Der Westdeutsche Rundfunk steht wegen seiner Berichterstattung aus Nordrhein-Westfalens Unwetterregionen in der Kritik. Der WDR hatte in der Nacht zum Donnerstag sein Programm im Fernsehen und auf der Hauptwelle WDR2 nicht mit aktuellen Warnungen unterbrochen, obwohl sich die Lage gefährlich zuspitzte. Erst nach 1 Uhr nachts wurde ein Laufband mit aktuellen Informationen geschalten.

In sozialen Netzwerken mehrten sich Vorwürfe gegen den örtlichen öffentlich-rechtlichen Sender. Der WDR kündigte für Donnerstag "Sondersendungen im Radio und Fernsehen zu Auswirkungen des Unwetters in NRW" an.

Der Sender teilte am Donnerstag mit: "In der Nacht hat der WDR im Netz auf WDR.de und bei WDRaktuell zur Situation in Wuppertal, Euskirchen und Rhein-Sieg-Kreis aktualisierte Infos gepostet und alle 30 Minuten monothematische Sonderausgaben der Radio-Nachrichten auf allen Wellen gesendet." Beim Jugendsender 1Live sei das Thema die ganze Nacht lang mit Beiträgen in der jungen Nacht der ARD für ganz Deutschland begleitet worden. "Die ARD Nacht-Programme, wie die ARD Info Nacht, wurden aus dem WDR Newsroom mit Informationen versorgt."

"Dienst nach Vorschrift"

Heftige Kritik am WDR kommt vom einflussreichen Branchendienst dwdl.de. Dessen Chefredakteur Thomas Lückerath wirft dem Sender "unterlassene Hilfeleistung" vor: "Wenn der finanziell großzügig ausgestattete öffentlich-rechtliche Rundfunk wie hier im Falle des WDR es in akuten Krisensituationen nicht schafft, ein verlässliches Informationsangebot für das Sendegebiet zu liefern, was wohl unbestritten zur Kernaufgabe gehört, dann wird bei all den Sparbemühungen der Häuser, an den falschen Stellen gespart.“

Statt aktueller Information habe es beim Haussender des deutschen Bundeslandes im „laufenden Programm, egal ob Fernsehen oder Radio,  Dienst nach Vorschrift“ gegeben. dwdl.de wirft dem WDR vor, nicht aus der Vergangenheit gelernt zu haben: Bei Unwettern 201, die mehrere Menschen das Leben kosteten, habe der Sender ebenfalls nicht gewarnt. Nach Kritik u.a. vom Meteorologen Jörg Kachelmann habe man damals Besserung gelobt. 

Kritik auch an der ARD

Der frühere Leiter und Chefredakteur des ARD-Hauptstadtstudios Berlin, Ulrich Deppendorf, wandte sich mit seiner Kritik an die ARD: "Die schwersten Unwetter in Deutschland und im Ersten der ARD gibt es keinen Brennpunkt! Ist das die neue 'Informations-Offensive' der neuen ARD-Programmdirektion? So beschädigt man die Informationskompetenz der ARD."
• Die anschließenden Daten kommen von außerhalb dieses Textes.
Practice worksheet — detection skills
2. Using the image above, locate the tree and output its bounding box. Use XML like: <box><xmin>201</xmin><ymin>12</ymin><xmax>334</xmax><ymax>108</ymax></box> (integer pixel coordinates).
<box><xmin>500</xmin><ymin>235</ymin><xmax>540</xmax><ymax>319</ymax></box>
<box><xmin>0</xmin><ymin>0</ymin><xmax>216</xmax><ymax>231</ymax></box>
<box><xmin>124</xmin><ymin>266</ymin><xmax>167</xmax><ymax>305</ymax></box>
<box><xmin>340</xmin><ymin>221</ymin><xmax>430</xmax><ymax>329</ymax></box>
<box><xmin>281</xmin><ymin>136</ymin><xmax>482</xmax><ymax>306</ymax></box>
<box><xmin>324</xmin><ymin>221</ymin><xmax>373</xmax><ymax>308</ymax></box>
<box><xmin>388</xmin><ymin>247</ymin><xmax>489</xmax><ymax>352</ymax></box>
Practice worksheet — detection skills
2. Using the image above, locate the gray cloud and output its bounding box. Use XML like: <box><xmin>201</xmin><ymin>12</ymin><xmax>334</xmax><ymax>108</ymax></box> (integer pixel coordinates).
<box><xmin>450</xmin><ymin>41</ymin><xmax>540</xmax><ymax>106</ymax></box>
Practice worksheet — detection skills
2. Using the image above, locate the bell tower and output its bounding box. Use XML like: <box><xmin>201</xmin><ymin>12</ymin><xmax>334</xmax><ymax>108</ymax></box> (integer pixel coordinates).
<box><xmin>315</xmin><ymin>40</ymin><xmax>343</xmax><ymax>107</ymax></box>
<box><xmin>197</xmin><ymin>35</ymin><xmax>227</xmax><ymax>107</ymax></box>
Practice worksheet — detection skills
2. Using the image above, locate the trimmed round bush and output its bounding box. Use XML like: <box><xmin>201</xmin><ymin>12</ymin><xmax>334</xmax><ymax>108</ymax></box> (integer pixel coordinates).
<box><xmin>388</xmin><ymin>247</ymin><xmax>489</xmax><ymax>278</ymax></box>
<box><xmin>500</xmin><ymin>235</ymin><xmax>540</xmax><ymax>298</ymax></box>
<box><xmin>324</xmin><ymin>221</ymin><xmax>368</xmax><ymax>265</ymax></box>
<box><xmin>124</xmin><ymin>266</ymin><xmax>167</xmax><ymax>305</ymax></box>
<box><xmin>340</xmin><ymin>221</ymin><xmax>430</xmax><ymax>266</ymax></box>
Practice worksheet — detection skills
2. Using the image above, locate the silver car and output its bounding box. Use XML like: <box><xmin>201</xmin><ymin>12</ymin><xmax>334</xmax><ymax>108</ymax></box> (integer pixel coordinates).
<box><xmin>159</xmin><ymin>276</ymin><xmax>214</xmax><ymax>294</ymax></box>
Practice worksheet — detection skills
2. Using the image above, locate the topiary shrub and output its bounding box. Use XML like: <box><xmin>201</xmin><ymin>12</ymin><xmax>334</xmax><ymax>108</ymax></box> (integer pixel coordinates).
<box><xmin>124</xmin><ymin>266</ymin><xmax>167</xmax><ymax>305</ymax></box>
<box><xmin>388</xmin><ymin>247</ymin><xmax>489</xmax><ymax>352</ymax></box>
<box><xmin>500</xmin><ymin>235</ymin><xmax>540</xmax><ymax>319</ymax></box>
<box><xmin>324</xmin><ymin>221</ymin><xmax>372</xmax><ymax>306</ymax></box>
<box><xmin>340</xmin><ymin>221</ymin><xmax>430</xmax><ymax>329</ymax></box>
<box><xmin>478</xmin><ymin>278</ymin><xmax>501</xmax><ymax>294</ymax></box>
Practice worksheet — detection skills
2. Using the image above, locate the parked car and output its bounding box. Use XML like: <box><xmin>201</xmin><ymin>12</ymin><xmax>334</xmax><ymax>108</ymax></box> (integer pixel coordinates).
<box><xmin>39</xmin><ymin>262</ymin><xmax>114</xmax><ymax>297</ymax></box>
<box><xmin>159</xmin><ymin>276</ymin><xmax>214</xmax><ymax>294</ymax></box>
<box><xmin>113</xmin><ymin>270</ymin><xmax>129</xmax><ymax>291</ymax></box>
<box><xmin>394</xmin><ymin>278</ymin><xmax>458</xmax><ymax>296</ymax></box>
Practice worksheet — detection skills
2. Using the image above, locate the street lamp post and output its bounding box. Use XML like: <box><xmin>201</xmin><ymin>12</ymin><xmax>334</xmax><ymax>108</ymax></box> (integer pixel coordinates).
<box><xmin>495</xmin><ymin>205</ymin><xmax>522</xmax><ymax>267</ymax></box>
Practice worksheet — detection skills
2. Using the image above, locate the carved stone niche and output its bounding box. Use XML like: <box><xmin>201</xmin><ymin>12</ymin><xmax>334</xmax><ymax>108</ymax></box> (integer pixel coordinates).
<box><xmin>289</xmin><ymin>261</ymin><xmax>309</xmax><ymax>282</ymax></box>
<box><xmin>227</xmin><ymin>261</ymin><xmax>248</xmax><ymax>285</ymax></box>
Ein ARD-Sprecher entgegnete, man habe am Mittwoch "ausführlich in den Nachrichtensendungen und in den non-linearen Formaten der 'Tagesschau' über das Unwetter/Hochwasser berichtet". Auch für den Donnerstag "verlängerte "Tagesschau"-Ausgaben um 12 und 15 Uhr" sowie ein "Brennpunkt" am Abend geplant.

Sendung auf Phoenix entfallen

Die schweren Unwetter haben unterdessen das Programm des Fernsehsenders Phoenix beeinträchtigt. So sei am Donnerstagmorgen die Frühsendung entfallen, weil einige Mitarbeiterinnen und Mitarbeiter nicht in den Sender gelangen konnten, teilte Phoenix mit. Zudem seien einige Übertragungsleitungen ausgefallen. Auch eine für die Mittagszeit geplante Sendung vor Ort fiel demnach aus. Der Sender rechnete damit, am Nachmittag wieder live senden zu können.